150 % of cost = 3/2 of cost = 3/(2+3) of sales = 3/5 of sales = **60 % of sales**

Deduct the numerator from the denominator, when moving from sales to cost.

For example take the above case, 60/100 of sales = 60/40 of cost = **3/2 of cost**

If you want to share such simple tricks with other via QuickerMaths.com, send them across to me @ vineetpatawari@gmail.com

It’s too easy

Profit on sale 25% then profit on cost ? With description ……..

Thanx a lot vineeth it held me a lot I had a confusion always with this prblm how much on cost thn sales……..thanx for sharing ur knowledge

what if I some one sold goods of 27000 rupees. with the 118.75% profit what is the purchasing amount of sale.

What will happen if I have 125% profit on sales? What is the profit on cost then? I guess this trick doesn’t work where profit on sales exceeds 100%

Profit % on sales can’t be greater than 100. So the trick will apply in all cases!

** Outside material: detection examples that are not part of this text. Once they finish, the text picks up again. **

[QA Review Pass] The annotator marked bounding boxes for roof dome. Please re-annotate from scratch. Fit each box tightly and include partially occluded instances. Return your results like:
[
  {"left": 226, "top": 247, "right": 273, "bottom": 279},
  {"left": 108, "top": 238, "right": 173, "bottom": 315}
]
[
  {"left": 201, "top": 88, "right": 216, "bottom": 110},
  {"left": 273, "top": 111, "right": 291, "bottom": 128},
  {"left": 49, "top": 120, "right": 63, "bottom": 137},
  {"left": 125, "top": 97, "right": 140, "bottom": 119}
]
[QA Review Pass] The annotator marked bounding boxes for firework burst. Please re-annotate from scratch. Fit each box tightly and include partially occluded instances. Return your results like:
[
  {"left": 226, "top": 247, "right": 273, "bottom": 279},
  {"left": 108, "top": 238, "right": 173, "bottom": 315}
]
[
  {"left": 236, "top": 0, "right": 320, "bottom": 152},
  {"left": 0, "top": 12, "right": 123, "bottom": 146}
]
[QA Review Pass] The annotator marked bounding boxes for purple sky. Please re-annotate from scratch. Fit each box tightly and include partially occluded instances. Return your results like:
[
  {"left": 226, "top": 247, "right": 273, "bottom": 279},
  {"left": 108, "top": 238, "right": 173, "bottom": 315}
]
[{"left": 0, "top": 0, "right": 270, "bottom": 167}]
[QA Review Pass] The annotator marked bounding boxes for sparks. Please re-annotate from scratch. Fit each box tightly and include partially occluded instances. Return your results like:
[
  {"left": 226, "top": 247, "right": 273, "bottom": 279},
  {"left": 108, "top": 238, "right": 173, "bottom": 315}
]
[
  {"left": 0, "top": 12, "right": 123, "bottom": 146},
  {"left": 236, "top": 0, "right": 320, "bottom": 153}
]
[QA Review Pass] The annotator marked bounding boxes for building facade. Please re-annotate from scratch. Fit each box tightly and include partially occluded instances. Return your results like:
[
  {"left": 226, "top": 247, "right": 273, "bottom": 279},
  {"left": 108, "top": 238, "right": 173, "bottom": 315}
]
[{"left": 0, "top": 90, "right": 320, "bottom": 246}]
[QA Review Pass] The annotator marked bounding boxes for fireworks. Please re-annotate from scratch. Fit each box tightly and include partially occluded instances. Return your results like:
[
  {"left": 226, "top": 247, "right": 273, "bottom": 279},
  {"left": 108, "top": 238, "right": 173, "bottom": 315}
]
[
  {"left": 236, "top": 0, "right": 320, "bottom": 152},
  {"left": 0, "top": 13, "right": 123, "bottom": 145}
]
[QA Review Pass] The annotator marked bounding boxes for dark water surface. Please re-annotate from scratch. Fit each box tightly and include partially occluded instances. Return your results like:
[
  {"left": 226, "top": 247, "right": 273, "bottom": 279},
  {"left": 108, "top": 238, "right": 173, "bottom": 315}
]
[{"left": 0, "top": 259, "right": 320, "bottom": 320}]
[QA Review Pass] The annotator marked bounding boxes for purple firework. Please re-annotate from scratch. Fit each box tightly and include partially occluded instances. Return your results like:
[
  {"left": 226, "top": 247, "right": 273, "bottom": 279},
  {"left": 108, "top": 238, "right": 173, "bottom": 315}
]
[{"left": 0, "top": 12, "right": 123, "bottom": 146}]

Please tell what aur how to do if profit percentage is on selling price. Example if I say profit percentage is 10% then we say that CP would be 100 and selling price would be 110. But what if I say profit percentage is on selling price then profit percentage is 10% what about cp and sp

well…i already knew this trick my friend told me a year ago…jst refreshed my memory,,…very useful trick,,,100% full proof…

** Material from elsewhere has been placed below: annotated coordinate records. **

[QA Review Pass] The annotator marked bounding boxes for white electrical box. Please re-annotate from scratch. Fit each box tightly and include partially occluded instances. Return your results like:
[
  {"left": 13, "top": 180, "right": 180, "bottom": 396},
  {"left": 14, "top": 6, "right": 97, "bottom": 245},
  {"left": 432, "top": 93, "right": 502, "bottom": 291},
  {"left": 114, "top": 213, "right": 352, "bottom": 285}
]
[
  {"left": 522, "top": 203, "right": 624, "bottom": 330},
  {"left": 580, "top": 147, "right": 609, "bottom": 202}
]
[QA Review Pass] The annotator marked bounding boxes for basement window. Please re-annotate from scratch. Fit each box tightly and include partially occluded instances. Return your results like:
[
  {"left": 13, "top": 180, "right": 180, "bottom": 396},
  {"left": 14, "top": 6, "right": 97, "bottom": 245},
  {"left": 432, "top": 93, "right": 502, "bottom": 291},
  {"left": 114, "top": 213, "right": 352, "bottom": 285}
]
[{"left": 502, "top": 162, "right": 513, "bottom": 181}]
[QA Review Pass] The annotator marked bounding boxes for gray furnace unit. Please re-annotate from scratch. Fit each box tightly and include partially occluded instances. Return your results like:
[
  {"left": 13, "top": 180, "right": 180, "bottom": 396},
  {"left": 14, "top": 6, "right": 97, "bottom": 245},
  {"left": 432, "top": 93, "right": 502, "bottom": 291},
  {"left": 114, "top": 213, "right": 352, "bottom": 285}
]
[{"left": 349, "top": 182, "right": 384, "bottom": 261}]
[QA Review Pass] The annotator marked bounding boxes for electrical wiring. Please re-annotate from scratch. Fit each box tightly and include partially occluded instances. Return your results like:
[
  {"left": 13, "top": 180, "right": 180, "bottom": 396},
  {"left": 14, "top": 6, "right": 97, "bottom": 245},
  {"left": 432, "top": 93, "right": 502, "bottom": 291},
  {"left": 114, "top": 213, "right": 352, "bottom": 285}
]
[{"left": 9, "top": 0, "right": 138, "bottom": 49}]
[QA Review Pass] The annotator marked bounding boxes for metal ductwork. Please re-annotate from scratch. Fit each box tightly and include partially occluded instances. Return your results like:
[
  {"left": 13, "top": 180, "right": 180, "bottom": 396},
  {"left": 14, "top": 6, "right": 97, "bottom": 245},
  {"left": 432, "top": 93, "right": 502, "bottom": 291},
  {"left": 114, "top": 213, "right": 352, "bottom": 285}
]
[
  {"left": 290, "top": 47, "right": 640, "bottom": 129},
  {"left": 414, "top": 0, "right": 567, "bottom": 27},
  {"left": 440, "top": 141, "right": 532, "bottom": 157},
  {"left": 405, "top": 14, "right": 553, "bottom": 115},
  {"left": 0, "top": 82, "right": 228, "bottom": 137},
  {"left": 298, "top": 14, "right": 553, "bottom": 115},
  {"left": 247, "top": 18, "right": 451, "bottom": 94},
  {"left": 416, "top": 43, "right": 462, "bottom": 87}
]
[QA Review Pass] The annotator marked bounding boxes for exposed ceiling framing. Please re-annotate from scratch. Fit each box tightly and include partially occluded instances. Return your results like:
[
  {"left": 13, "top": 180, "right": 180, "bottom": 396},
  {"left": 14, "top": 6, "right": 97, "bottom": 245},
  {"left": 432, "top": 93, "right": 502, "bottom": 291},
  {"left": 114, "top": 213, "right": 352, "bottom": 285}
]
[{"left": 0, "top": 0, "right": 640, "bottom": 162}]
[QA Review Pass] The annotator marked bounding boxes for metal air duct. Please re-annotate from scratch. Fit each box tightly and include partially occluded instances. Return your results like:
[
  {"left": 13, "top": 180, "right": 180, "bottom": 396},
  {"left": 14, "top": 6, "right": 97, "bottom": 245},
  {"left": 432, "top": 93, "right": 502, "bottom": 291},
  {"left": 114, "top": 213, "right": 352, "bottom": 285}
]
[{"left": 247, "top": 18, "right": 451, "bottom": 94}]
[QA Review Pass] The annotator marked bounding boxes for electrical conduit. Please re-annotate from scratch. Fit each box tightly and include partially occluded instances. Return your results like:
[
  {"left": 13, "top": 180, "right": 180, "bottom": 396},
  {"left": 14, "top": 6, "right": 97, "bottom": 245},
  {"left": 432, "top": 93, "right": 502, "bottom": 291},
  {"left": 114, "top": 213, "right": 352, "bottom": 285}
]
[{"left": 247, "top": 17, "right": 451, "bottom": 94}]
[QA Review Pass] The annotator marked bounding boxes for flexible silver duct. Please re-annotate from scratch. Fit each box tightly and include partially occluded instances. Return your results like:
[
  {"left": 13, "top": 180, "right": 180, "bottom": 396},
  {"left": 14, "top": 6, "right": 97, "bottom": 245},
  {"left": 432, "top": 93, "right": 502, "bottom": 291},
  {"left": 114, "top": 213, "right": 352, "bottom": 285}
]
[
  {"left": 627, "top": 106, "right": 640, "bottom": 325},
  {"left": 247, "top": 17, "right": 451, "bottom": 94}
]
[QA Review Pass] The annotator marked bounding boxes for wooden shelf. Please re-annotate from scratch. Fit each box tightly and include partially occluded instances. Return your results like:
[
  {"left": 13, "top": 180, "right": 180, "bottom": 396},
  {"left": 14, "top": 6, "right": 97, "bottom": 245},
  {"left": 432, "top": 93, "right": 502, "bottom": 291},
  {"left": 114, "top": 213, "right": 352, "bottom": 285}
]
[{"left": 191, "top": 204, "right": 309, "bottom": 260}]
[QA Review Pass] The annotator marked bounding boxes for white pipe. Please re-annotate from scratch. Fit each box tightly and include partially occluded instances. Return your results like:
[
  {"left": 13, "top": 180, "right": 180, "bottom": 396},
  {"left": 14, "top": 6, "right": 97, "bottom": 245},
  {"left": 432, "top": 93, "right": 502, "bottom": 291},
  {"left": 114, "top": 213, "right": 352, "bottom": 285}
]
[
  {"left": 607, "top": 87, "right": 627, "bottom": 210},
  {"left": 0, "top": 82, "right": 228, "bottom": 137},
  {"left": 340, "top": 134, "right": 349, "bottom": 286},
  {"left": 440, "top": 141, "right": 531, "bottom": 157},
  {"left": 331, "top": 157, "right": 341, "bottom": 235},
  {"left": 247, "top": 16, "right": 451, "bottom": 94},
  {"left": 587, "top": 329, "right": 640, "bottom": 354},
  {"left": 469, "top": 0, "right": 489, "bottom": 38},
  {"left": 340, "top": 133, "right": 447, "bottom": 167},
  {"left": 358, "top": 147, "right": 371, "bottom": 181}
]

I have buying price,selling price and profit margin.I need to calculate my profit in percentage.I created two formulas for that.But confused that which is right.

(1) profit x 100 /selling price

(2) profit x 100 /buying price.

Which is right?

profit margin has selling price as denominator.

profit percentage in mathematics has cost or buying price has denominator.

In your case, option (2) is correct.

how is that poss?

if u want to earn 60% profit on Rs.40 and selling it for 100. Then profit % will be (100-40)/40 x 100=150% not 60%

check ur question again

very complicated language

Yea!!! Really GR8…

Terrific work! This is the type of information that should be shared around the web. Shame on the search engines for not positioning this post higher!

@ Anupma Gupta – He is indeed a great teacher. Thanks for the appreciation. It’s very encouraging.

your teacher Mr Jha must be too good. this is an awesome trick.hats off !!!